Assuming caster and powdered (icing) sugar are interchangeable because both look fine. They are not: powdered sugar contains cornstarch and weighs only about 120g per cup, so swapping cup-for-cup throws a recipe off badly. Caster matches granulated by weight, not the sugars sold as confectioners'.

Other cup sizes

Cup type1 cup of caster sugar
US cup (240 ml)200 g
Metric cup (250 ml)208 g
Australian / South African cup (250 ml)208 g
Imperial cup (284 ml)237 g

Where it matters

Caster sugar shines where fast dissolving matters: meringues, pavlova, sponge and Victoria cakes, mousses, and creamed butter mixtures that need a smooth, grit-free finish. In these, the 200g-per-cup conversion lets you follow American volume recipes precisely, or scale a British metric recipe without guessing how the finer crystals affect the cup.

FAQ

Is caster sugar the same weight as granulated sugar per cup?

Yes. Both are about 200g per US cup. The crystal size differs, but the density of the sugar itself is the same, so the weights match.

Can I substitute caster sugar for granulated 1:1?

By weight and by volume, yes. Caster simply dissolves faster, which is an advantage in meringues and creaming but makes no difference to the conversion.

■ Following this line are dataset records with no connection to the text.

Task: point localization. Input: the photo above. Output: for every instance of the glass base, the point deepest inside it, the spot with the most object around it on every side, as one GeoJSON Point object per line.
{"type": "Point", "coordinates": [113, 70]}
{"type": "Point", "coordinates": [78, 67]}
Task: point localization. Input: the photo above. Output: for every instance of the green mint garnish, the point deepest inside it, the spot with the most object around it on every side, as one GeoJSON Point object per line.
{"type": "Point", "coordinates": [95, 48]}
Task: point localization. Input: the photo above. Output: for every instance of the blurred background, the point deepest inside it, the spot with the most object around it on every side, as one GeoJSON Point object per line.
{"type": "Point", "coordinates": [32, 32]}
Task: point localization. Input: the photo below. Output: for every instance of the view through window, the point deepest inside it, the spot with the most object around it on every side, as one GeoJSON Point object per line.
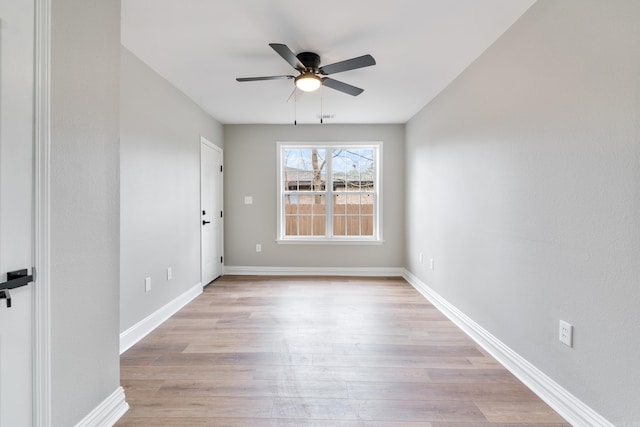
{"type": "Point", "coordinates": [329, 192]}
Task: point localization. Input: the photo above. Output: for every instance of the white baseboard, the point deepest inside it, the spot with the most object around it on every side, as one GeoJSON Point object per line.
{"type": "Point", "coordinates": [138, 331]}
{"type": "Point", "coordinates": [314, 271]}
{"type": "Point", "coordinates": [562, 401]}
{"type": "Point", "coordinates": [108, 412]}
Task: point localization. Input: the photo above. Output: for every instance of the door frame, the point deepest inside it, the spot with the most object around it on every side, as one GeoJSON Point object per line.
{"type": "Point", "coordinates": [42, 398]}
{"type": "Point", "coordinates": [205, 141]}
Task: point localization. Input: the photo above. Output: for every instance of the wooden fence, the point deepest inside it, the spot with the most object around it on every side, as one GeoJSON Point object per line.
{"type": "Point", "coordinates": [308, 219]}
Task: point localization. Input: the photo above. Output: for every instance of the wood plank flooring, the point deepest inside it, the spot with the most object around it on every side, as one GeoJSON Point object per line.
{"type": "Point", "coordinates": [301, 351]}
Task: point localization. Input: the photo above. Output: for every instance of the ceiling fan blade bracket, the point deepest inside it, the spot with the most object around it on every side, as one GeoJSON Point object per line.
{"type": "Point", "coordinates": [286, 54]}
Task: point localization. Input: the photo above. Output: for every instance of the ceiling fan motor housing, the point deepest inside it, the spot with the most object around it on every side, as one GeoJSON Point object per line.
{"type": "Point", "coordinates": [310, 60]}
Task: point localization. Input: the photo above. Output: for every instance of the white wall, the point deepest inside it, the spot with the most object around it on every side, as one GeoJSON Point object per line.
{"type": "Point", "coordinates": [160, 189]}
{"type": "Point", "coordinates": [250, 170]}
{"type": "Point", "coordinates": [522, 184]}
{"type": "Point", "coordinates": [84, 240]}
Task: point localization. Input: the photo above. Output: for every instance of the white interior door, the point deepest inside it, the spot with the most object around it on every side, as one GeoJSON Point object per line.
{"type": "Point", "coordinates": [16, 209]}
{"type": "Point", "coordinates": [212, 217]}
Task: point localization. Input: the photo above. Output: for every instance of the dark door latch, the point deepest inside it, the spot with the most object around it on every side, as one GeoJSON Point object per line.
{"type": "Point", "coordinates": [15, 279]}
{"type": "Point", "coordinates": [4, 294]}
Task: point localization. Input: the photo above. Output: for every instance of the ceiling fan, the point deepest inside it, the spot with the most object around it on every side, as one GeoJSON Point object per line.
{"type": "Point", "coordinates": [312, 75]}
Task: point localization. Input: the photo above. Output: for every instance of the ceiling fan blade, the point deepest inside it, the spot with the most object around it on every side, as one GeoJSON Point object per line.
{"type": "Point", "coordinates": [294, 95]}
{"type": "Point", "coordinates": [284, 51]}
{"type": "Point", "coordinates": [255, 79]}
{"type": "Point", "coordinates": [349, 64]}
{"type": "Point", "coordinates": [341, 86]}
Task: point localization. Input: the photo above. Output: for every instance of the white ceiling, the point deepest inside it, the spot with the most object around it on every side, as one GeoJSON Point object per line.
{"type": "Point", "coordinates": [420, 46]}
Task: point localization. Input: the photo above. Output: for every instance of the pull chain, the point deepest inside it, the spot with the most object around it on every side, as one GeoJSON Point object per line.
{"type": "Point", "coordinates": [321, 93]}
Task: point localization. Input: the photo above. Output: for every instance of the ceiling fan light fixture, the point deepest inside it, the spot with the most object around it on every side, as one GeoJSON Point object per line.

How many cups is 200g of caster sugar?

Exactly 1 US cup, at 200g per cup. So 100g is half a cup and 400g is 2 cups.

Is caster sugar the same as powdered or icing sugar?

No. Powdered (icing/confectioners') sugar is ground to a powder and contains anti-caking starch, weighing only around 120g per cup. Caster is fine granulated and weighs 200g per cup.